I did a double take when I read this Q&A exchange:
Q. What can people do to protect themselves?
W: People are beginning to understand that they need their own onsite capabilities to island themselves from the grid. That’s because the grid’s external vulnerabilities will continue to be a problem until we do have substantial amounts of distributed generation. I have a solar photovoltaic system that provides 100 percent of my power needs. I am looking into how I can island myself off the grid. But it is not just me, the military is moving toward micro-grids at all of their bases because they understand the vulnerability of those bases to outages.
Who might this person be??? A “crazy prepper” perhaps…?
Not quite – would you believe the former chairman of the Federal Energy Regulatory Commission (FERC), the person responsible for the oversight of the nation’s grid system. I couldn’t believe it either and hence my double-take.
I literally read this and stated writing this blog because his comments are the final corroborating evidence of what I’ve been learning from my potential customers over the past several months: they want not just lower energy bills but energy security and reliability.

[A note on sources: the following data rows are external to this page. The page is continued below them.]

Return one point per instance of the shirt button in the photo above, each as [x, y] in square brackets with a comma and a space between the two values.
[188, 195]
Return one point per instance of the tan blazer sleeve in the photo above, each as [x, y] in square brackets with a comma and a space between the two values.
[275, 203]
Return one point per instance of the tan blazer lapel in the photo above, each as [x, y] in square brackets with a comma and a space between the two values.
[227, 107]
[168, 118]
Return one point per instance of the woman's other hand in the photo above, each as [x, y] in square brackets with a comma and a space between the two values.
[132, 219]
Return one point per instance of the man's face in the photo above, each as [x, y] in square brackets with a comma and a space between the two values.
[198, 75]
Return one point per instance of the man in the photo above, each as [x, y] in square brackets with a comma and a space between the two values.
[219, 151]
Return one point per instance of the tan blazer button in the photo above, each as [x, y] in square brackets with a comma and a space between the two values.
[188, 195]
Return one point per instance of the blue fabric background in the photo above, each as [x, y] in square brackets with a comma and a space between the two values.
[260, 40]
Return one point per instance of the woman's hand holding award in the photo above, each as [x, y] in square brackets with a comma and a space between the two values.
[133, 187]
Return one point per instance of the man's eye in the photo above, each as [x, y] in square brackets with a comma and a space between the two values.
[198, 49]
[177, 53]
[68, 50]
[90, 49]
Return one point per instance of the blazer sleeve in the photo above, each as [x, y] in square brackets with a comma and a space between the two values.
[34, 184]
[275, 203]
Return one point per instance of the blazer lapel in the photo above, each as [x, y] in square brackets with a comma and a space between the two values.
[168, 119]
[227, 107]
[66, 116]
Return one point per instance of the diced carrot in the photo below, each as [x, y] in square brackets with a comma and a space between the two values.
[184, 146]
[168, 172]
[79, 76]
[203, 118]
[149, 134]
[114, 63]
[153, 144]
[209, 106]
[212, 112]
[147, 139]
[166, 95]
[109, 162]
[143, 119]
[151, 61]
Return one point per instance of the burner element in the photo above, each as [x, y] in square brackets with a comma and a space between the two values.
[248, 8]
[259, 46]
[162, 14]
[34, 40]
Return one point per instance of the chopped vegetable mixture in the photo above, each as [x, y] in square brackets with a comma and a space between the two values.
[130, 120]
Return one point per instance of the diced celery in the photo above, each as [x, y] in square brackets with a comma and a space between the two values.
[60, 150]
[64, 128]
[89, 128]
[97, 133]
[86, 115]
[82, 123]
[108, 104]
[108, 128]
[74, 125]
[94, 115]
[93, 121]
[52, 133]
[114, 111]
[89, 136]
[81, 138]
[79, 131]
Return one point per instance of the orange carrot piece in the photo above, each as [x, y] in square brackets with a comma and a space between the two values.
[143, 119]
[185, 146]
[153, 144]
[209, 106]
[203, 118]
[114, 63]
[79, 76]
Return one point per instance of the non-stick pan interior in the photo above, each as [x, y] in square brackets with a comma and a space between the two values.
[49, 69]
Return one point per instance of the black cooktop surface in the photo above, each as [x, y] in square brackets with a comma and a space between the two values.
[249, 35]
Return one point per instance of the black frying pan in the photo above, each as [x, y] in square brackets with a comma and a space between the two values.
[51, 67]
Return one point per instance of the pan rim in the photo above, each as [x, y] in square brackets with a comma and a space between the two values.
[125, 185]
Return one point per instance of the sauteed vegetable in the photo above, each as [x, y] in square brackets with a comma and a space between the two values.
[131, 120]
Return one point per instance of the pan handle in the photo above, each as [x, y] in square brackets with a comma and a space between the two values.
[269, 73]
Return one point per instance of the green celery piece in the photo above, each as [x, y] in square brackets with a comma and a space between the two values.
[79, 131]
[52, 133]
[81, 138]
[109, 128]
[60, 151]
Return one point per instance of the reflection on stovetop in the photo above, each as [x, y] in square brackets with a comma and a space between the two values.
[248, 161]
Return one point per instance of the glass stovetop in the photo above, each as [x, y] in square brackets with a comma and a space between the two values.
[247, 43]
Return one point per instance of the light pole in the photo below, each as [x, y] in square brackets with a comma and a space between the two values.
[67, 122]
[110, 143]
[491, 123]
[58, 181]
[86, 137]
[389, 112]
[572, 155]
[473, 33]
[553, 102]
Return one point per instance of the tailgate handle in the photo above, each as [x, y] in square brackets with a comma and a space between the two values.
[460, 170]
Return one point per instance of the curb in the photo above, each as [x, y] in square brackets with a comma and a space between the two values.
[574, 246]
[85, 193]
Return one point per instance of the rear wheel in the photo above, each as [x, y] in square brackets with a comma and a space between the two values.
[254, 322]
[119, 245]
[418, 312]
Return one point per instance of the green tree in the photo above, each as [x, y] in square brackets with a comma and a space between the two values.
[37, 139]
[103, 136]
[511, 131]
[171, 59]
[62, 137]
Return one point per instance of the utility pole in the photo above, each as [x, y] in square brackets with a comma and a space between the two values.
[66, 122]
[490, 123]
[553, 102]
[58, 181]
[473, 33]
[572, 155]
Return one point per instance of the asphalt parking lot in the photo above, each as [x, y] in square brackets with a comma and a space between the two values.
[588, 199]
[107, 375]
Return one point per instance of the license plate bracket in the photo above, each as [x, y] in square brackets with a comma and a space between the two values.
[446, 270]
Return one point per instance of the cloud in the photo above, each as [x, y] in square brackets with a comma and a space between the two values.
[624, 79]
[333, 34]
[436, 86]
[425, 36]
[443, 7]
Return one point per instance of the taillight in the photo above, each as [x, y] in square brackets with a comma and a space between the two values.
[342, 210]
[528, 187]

Last quarter, I spoke to a homeowners’ association small group in Georgetown. An upscale neighborhood, I expected to hear them all say they wanted to protect themselves against energy inflation.
But what surprised me is that every couple in that room had once lived in Houston (Georgetown is doing a great job attracting Houstonians to their growing city!). And if you lived in Houston, you’ve lived through a major hurricane. And if you’ve lived through one of the gulf coast major hurricanes, you’ve learned what it’s like to not have electricity for 3-7 days.
Nobody in that room ever wanted to go through that again.
So, expecting to discuss the benefits of grid-tied systems, I had to quickly change and discuss the benefits (and costs) to having battery backup.
Last October, I attended the Solar Power International conference with the prime objective of understanding where battery technology was. I wanted to know if lithium batteries were cost effective and ready for prime-time.
I don’t think we’re quite there yet. I still think it’s a lead-acid battery world for greatest value. But what was really amazing was the latest inverter technology to store and manage that stored energy.
There was no doubt to me that Outback Power had the most comprehensive integrated system on the market. That’s now what we work with when somebody says they want battery backup, because we think their systems and company culture of continuous improvement really does produce what they are advertising – the “future proof” inverter.
We installed a Radian 8048 (8.0 kilowatts, 48 volts) for a customer in Salado that is quite amazing and his case study bears this out.
Instead of sending excess solar electricity generated at midday back to the grid, the battery system stores it and with it being in “Net Zero” mode, the inverter uses this stored energy to avoid pulling more from the grid after the sun goes down.
So for those of you in the unregulated market areas, instead of selling back excess solar at a lesser cost that what you pay for it, you keep it and use it later at night or the early morning instead of pulling more from the grid. As Texas energy prices continue to go up, this is increasingly lucrative. But the best part is that when the grid goes down, like it did during a severe thunderstorm that we typically see in the Central Texas spring season, his home’s critical lights and appliance keep on going with nary a hiccup. Amazing.
If one is comparing a battery backup to a generator for pure dollar for dollar cost effectiveness, the generator wins every time.
But you don’t run your generator each evening…and this is in essence what you can do with an Outback system in Net Zero mode (or in many of its others modes). This will be valuable as more time of use rate plans are implemented (TXU already has a “free nights” plan and I’m doing the analysis right now on how I might work a grid-tied battery backup system to minimize my monthly bill under this).
But you don’t have to wait.
Today, we’re planning to integrate an Outback 8048 Radian in an AC-coupling architecture in Casa Arey. I won’t go into the technical details here, but I will say that with this, the Outback inverter uses battery power to replicate the presence of the grid and allow my solar array to keep operating even when the grid goes down. This is a game changer, folks.
And while I thought it was cool to have this for the early adopters, my reading about the former FERC Commissioner’s own solar array made me realize this is something that Texas homeowners want today.
Please call us if you have a solar system today and want to see if AC Coupling can work for you. If you’re designing a house, please don’t finish the plans until we discuss some electrical panel planning and a battery backup space. This is always easier before drywall goes up!
Knowing what I know today, I wouldn’t build a home in Texas without solar on its roof immediately. And I wouldn’t build one that wasn’t at least battery backup ready.